I’ll answer this from the other side. I’m a man with children. I have three. I have an unusual parenting schedule. Any woman I have dated knows immediately that my children come first. Now, after a little time I’ve made a concession here and there. The first few years I never missed a weekend. Never. Now, after 7 years I might miss a few per year and fight for make up time. Also, their mom will take them on trips where I’ll miss a weekend. I do not want the kids to miss out on a ski trip or other fun excursion so I don’t put up too much of a fight. I’ll plan “us time” around their schedule. “My Kids will be away X days. Let’s get away and do something.”Women with kids understand. Women without kids or empty nesters understand…at first. Eventually, it wears thin. I get that. My relationships with women without kids never worked out and it was always about the kids, my time and what I put myself through to get time with them. I enjoyed those relationships as each one enriched me in some way, but I have no regrets.To answer your question, I had one woman with whom I had a great relationship who did not have Kids say to me, “I think to myself, he is good and kind. He has amazing emotional intelligence. He treats me great. We have such a great connection. Why should I hold it against him that he has kids?” Ultimately, she was trying to sell herself on me and clearly put my kids in the negative column. It was not the only thing that broke us up. I have to take responsibility beyond the kids, but in the long run, she would never be able to relate. She had never dated someone with children before me. We had a great connection and she thought she could get past it, but she couldn’t.My current (and possibly last) girlfriend has 3 kids, each a couple of years older than mine. She is very understanding of my situation and aware that I give our relationship all the attention I can. I’m lucky we found each other. I should tell her more often.

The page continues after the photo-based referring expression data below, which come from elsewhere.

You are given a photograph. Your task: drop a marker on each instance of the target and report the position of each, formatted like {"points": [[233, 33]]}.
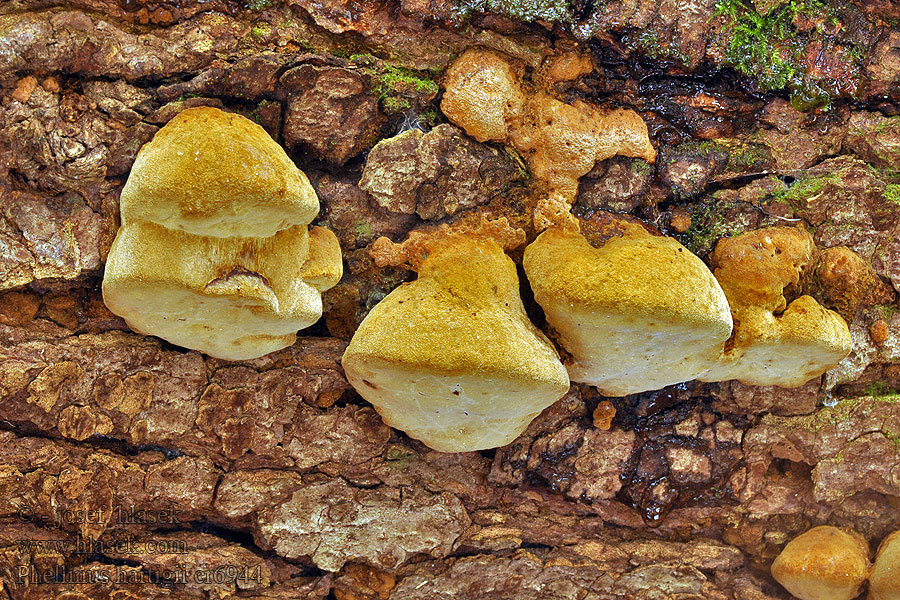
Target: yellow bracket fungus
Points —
{"points": [[825, 563], [213, 253], [774, 343], [451, 358]]}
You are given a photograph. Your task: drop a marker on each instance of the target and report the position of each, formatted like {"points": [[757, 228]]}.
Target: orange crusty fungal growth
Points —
{"points": [[560, 142], [774, 343], [825, 563], [214, 252]]}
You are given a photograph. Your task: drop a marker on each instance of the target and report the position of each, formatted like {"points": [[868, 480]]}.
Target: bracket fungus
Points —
{"points": [[560, 142], [825, 563], [638, 313], [884, 581], [774, 343], [451, 358], [214, 253]]}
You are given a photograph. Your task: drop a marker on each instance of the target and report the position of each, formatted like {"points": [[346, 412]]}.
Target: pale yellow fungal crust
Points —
{"points": [[825, 563], [774, 343], [451, 358], [228, 270], [560, 142], [638, 313], [884, 582]]}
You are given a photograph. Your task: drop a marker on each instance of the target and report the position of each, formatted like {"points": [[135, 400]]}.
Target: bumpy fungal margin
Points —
{"points": [[560, 142], [213, 253], [825, 563], [774, 343], [451, 358], [884, 581], [638, 313]]}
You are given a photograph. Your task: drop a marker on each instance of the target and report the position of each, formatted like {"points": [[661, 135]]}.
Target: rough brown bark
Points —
{"points": [[133, 469]]}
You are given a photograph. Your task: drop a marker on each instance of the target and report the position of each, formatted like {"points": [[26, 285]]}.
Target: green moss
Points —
{"points": [[804, 189], [397, 78], [649, 43], [708, 224], [771, 49], [260, 31], [260, 4]]}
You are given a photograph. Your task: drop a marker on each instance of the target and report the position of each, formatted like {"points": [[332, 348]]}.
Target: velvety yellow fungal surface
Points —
{"points": [[451, 358]]}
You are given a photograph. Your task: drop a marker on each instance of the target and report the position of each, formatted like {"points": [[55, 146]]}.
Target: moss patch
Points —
{"points": [[770, 47], [553, 11], [260, 31]]}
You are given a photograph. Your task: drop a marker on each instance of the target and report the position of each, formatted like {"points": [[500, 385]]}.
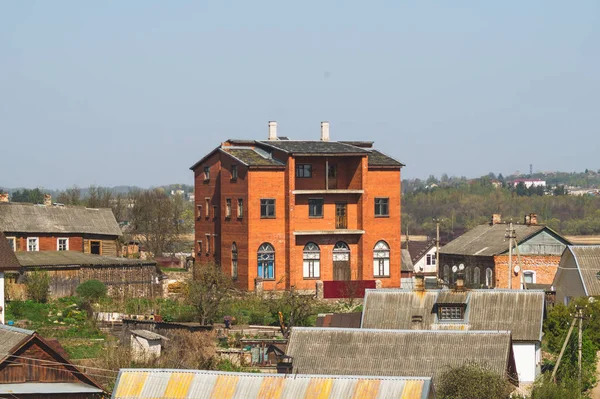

Why im immature if don't want to date single mothers?

I am very much in support of you. When a mother says her kid comes first and expects you to put her first, THAT is immature. When I am told that I tell her my nephews and nieces come first. You just listen to them call foul. Especially when it comes to something them vs my nephews and neices. When a woman does that, absolutely, I rub it right back in their face.

You are NOT wrong. Single women have a better chance of treating you better especially when they are building a family with you. A single Mom has a family already and YOU AINT it.

Are all single Moms this way? No. But few are not that way. The ones that are worth it will not treat you as you mention in your post. They will take a more mature approach at convincing you rather then insulting you.

Any one that tells you that you are immature, you can look them right in the eye and tell them their values are warped.

Your reasons are not immature. They are valid concerns. #1 is more true then false and is completely valid. #2 the child is not your responsibility, it is hers. Only when you get serious should you spend money on the child. You can as small gifts etc, but then they will mention how small the gift is rather then being greatful for the gesture.
#3 Can be a very big concern. But 50% left because the Dad was not so great.

Stick by your guns. You are correct. It is up to them to show you they are serious and good dating material.